The National Institute of Neurological Disorders and Strokes (NINDS) classifies anterior horn cell disease as a form of spinal muscular atrophy (SMA). Anterior horn cells are nerve cells (also called motor neurons) located in the grey matter of the spinal cord. These cells are responsible for helping people make movements such as walking or eating. The motor neurons (nerve cells or anterior horn cells), therefore, control the voluntary "movements in the arms, legs, chest, face, throat, and tongue."

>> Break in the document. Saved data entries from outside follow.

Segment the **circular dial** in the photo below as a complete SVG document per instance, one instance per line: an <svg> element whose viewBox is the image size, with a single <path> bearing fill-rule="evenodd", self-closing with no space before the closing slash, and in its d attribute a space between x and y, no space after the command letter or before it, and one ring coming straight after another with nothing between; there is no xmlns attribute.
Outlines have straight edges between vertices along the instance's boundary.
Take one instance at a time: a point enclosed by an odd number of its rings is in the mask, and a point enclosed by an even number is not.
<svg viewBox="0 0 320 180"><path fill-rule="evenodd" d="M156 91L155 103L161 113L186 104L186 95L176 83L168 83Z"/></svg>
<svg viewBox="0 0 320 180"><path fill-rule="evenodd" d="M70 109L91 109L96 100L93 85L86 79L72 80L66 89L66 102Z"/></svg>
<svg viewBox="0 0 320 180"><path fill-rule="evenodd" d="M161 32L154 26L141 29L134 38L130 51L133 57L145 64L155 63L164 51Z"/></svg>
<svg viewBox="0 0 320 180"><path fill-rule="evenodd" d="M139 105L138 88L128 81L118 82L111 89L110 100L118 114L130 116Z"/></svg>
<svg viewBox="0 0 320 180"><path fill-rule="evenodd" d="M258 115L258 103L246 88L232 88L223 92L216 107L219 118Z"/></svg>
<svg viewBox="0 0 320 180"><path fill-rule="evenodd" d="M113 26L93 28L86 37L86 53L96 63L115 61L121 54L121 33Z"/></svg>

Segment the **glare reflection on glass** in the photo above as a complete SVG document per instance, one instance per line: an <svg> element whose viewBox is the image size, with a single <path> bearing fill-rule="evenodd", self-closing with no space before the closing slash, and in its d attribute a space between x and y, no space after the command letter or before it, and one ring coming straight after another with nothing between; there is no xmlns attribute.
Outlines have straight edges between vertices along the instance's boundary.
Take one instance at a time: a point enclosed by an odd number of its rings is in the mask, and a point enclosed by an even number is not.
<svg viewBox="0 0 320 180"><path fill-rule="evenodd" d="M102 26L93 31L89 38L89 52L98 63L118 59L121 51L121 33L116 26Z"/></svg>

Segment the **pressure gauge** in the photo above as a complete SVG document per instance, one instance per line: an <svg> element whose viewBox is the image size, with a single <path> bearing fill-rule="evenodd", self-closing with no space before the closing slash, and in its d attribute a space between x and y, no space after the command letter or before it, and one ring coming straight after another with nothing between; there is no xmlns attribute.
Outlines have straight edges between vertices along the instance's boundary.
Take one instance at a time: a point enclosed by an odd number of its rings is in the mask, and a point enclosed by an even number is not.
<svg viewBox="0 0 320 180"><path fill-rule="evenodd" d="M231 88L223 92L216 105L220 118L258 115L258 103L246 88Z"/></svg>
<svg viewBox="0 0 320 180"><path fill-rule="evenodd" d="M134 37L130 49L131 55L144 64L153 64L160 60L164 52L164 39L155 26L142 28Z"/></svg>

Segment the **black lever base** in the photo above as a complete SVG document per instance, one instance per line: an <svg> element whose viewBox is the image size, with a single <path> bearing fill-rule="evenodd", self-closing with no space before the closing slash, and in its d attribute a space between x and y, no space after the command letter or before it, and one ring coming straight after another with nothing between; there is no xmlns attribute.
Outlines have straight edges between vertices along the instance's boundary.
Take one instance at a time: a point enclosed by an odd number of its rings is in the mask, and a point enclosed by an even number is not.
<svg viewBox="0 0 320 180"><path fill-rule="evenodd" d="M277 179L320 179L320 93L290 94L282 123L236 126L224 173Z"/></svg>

Because anterior horn cell disease (spinal muscular atrophy) affects the nerve cells that are responsible for body movements, precursors to the disease may include severe reduced muscle tone, diminished limb movements, lack of muscle reflexes, body tremors, difficulty eating and drinking, breathing problems or the inability to stand, walk, or climb steps.
Causes and Risks
The reason for this nerve disease is not known. However, the NINDS report this neurological disorder is "more common in men over 40 than in women." In addition, children are susceptible to anterior horn cell disease and the indicators are "present at birth or before they learn to walk."
There are no specific tests to diagnose anterior horn cell disease. NINDS notes that the symptoms associated with this disease are similar to other diseases. However, a neurological exam assessing motor and sensory skills, nerve functions, hearing and speech, vision, coordination and balance, mental status, and mood changes can lead doctors to a diagnosis.
There is no cure or standard form of treatment for anterior horn cell disease.